Kristen McCormick, senior managing editor at WordStream, calls email marketing one of the most reliable ways, if not the "most reliable" way, to achieve a strong return on your marketing investment. 

To be successful, small business owners need to put some thought and creativity into subject lines and ensure every email has an offer that encourages your email subscribers to take the next step.

McCormick advises enticing new website visitors to subscribe to your newsletter with a bonus piece of content or a voucher or discount.

Nurture your followers gradually through email until they are prepared to convert to paying clients, she writes in a  post for WordStream.

Get out and about. Become involved in community and industry events — find opportunities to become a speaker or panelist to help get your expertise and heighten awareness of your small business. 

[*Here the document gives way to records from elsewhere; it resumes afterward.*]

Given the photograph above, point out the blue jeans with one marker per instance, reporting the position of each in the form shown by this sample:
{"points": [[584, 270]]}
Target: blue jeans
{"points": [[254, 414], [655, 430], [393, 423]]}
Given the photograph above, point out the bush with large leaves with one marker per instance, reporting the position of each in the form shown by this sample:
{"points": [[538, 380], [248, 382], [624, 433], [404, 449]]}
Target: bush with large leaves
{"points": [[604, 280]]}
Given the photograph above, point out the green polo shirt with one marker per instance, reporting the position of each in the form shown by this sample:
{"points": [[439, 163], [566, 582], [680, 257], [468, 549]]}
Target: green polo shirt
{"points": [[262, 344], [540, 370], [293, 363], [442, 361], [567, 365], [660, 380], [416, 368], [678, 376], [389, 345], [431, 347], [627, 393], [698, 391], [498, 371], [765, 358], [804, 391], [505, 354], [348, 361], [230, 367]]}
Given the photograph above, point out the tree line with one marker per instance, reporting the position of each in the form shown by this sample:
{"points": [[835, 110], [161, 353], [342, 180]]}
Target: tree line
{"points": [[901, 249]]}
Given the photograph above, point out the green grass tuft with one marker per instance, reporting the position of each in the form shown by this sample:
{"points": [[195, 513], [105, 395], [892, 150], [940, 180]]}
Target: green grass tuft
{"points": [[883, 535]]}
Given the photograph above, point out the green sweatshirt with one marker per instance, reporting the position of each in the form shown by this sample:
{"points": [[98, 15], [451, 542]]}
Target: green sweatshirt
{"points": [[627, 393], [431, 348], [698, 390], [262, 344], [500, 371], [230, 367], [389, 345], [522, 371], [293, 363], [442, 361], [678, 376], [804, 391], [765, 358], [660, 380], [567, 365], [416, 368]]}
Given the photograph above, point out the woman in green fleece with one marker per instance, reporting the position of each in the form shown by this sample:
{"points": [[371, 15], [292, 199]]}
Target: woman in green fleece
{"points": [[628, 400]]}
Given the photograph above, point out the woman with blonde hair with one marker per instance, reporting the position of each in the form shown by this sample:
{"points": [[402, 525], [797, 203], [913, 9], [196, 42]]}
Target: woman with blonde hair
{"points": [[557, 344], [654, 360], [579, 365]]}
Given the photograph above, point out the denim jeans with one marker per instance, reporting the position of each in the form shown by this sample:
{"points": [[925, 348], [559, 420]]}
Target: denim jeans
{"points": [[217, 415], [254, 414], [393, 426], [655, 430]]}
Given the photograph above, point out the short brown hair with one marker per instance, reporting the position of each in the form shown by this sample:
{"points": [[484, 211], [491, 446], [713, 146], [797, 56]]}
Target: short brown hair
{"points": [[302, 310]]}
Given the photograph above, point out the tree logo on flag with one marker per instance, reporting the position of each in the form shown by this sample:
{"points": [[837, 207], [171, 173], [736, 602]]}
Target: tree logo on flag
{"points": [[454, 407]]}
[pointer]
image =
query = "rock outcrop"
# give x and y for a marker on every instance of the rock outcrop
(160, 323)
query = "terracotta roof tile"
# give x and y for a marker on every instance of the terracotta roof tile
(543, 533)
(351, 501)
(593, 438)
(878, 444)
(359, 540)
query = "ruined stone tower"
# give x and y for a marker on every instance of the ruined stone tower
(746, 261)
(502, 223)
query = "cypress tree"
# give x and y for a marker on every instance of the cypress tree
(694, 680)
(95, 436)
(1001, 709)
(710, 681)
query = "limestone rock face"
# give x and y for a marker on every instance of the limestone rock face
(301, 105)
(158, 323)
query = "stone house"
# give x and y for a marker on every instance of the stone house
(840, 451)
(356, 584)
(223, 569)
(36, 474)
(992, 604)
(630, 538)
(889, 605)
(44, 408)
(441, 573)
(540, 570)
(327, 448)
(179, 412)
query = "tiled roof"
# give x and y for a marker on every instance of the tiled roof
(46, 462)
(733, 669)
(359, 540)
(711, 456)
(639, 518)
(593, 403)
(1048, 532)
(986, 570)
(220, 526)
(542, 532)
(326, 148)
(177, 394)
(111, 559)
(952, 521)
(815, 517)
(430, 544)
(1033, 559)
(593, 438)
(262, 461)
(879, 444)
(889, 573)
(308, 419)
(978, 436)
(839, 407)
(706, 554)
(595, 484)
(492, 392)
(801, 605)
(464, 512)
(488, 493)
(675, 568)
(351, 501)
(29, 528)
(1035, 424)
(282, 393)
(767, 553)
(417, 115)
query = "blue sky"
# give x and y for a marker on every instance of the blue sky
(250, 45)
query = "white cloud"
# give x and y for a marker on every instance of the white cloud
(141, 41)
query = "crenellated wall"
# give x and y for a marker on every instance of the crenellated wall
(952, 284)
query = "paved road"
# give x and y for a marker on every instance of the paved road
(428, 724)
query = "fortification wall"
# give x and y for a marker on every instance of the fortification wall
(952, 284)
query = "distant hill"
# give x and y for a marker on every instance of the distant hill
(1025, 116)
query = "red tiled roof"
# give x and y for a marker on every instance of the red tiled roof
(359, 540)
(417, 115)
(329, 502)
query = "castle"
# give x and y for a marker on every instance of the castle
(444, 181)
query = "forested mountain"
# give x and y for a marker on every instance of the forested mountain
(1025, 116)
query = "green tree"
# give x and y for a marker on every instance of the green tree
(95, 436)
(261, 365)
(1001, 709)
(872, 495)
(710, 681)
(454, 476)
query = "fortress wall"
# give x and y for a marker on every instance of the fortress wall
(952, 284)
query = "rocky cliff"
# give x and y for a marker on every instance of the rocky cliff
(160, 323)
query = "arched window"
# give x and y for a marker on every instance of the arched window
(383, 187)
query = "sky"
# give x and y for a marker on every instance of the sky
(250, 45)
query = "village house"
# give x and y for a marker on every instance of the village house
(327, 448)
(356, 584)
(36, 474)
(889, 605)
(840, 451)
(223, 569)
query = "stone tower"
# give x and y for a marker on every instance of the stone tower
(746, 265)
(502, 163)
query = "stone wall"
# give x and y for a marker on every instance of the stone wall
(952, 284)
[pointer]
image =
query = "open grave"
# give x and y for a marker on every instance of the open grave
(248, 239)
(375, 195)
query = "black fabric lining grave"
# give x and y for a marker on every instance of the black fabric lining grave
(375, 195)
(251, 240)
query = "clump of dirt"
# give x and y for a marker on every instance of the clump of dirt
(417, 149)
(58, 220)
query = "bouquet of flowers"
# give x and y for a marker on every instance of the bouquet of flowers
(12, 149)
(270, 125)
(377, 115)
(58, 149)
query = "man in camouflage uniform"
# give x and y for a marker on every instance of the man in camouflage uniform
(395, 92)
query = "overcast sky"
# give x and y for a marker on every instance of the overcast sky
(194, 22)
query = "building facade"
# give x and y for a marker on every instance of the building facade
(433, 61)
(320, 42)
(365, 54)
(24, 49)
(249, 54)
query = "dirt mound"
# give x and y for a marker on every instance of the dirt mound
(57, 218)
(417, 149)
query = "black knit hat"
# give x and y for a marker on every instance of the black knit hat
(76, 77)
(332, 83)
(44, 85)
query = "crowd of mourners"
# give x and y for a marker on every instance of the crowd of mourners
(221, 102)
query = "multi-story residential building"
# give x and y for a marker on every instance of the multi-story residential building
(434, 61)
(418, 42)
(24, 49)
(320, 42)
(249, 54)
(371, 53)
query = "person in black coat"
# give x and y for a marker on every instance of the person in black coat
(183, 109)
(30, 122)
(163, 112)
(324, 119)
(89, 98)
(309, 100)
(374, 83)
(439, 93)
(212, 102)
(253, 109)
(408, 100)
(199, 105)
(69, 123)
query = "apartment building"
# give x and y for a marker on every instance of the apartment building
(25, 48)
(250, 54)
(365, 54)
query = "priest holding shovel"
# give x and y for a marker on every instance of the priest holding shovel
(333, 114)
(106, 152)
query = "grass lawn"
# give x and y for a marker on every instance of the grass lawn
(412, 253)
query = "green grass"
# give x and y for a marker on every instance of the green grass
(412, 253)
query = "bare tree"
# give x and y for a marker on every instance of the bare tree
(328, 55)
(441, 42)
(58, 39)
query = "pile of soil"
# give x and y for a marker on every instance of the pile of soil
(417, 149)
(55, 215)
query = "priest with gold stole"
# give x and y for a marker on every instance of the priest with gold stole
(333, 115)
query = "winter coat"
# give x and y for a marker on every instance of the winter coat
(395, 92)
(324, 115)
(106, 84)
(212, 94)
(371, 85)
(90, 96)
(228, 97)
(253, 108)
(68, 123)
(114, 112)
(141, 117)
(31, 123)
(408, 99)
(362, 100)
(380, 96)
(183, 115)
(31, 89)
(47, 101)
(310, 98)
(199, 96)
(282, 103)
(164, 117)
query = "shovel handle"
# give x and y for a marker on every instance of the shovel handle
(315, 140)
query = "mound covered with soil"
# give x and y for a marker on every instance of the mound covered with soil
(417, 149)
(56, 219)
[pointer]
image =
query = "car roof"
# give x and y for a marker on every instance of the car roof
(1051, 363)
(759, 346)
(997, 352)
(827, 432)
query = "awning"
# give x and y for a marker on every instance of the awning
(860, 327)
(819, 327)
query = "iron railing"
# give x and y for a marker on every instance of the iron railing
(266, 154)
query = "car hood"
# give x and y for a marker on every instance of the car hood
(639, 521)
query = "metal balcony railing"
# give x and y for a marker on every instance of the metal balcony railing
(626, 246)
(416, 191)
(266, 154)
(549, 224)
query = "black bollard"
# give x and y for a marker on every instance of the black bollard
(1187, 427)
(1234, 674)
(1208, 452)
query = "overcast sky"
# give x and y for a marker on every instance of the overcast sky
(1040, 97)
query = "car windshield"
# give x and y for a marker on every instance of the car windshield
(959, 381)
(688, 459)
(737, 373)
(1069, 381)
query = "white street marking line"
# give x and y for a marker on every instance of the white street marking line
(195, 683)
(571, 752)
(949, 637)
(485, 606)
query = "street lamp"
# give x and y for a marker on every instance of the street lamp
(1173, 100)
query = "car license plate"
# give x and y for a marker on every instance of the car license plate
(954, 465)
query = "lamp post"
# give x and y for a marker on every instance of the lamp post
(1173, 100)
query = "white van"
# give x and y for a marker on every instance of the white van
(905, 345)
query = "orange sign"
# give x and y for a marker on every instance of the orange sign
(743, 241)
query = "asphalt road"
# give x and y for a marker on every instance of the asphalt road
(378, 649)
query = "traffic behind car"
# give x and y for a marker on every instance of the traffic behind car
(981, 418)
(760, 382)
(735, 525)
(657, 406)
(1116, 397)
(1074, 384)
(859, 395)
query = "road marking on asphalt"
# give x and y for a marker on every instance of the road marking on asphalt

Another path to do some free marketing is getting out and heard or seen in other media venues or formats, such as podcasts, which are accessible and popular. 

There were roughly 120 million podcast listeners in the U.S. the previous year and according to projections, this number will rise to 160 million in 2023, with annual increases of about 20 million, according to a post by Statistica.

"You don't need to start your own podcast to get all the benefits that podcasts provide," explains serial entrepreneur, author, and business consultant Neil Patel in a post on his website

"You can take advantage of the audiences that existing podcasts have built by getting featured," adds Patel, cofounder of Neil Patel Digital, as well as Crazy Egg and Hello Bar.

Samantha Reynolds, founder and CEO of Canada-based ECHO Storytelling Agency, points to "a world of independent creators producing diverse content out there" as possible opportunities to appear on a podcast.

"Scout out podcasts featuring small businesses—and the humans behind them," she advises in the Forbes Council contributor post. "Remember to consider their listeners, too. It's the perfect way to authentically share your company story as part of an intimate conversation and gain brand exposure."